Resolution #7: Hitting the Weight Room - Strength training is an important part of any exercise regimen and may even boost metabolism and lower blood pressure. But just as with trendy workouts, weight lifting comes with its own set of special considerations, from how much weight to use to proper form.

The best option when just beginning is to work with a fitness professional who will take your specific needs and goals into account while teaching you proper form.” When signing up for a new gym membership, take advantage of the free personal training session that comes with it. This is a great opportunity to pick a professional's brain (for free!). Feel free to take control and tailor the session to what you want to know. You can ask the trainer to show you how to use all of the equipment, demonstrate proper form, and even put together a series of exercises to get you started.

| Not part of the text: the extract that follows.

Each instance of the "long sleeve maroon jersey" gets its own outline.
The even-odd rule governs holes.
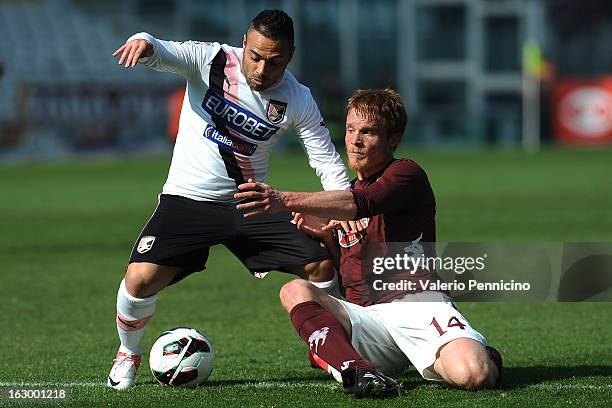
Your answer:
[[[378,276],[371,270],[372,260],[367,258],[373,254],[383,254],[386,243],[420,245],[435,242],[436,202],[427,174],[412,160],[394,159],[378,173],[363,180],[353,180],[351,185],[357,204],[355,219],[365,219],[367,229],[364,234],[339,234],[340,274],[346,288],[347,300],[368,306],[390,302],[408,293],[420,291],[415,289],[378,292],[373,290],[372,282],[375,278],[393,281],[408,279],[414,281],[417,288],[419,281],[435,279],[435,271],[396,271],[393,276]],[[433,246],[426,245],[429,248]],[[365,249],[368,251],[364,252]]]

Resolution #8: Quit "Bad Habit" Cold Turkey - Whether it’s a soda addiction, smoking, or a love for potato chips, we all have bad habits we vow to kick come January 1. But cutting them out altogether can backfire, making you feel deprived and more likely to give in to cravings. It isn't that you shouldn't give up those things, but you are much more likely to succeed if you slowly replace unhealthy habits with new better for you ones.

Resolution #9: Going on a Fad Diet - Committing to a trendy diet in the new year is tempting. Yes, the latest diet books make big weight-loss promises and lay out a set of clear guidelines to follow, which can take the guesswork out of losing weight. But these trendy diets are fads for a reason: Fad diets come and go. They sound sexy and magical, but the truth is we should just be eating whole foods.  Research shows that one of the healthiest diets is made up mostly of plant foods, some healthy fats, and a lot of variety in non-processed foods — and is limited in animal products. It's not one that eliminates food groups. Plus, this is the easiest diet to follow. There's no need for fancy and expensive meal plans, instructional books, or specific groceries or supplements. Simply replace processed foods with foods as close to their natural state as possible! Not only will you see the pounds come off; you'll feel healthier, too.

Resolution #10: Going ALL OUT on January 1st - Instead of jumping right into a new routine on January 1, use the first week of the new year to get yourself organized and in the right frame of mind to achieve your goals. If you don’t, you’ll probably find yourself falling off the bandwagon a few weeks later. And if you plan on starting an exercise or weight-training program, speak to the appropriate professionals and make sure you know all the basics before you begin. Then get out your calendar and decide what a manageable exercise plan is for you and your lifestyle, and schedule workouts in the coming weeks. Clean out your kitchen and get rid of all the processed junk to make room for wholesome foods, and hit the grocery store to stock up on all the pantry staples you’ll need to make healthy and delicious meals. With a little planning and preparation, you'll set yourself up for a healthy and happy new year!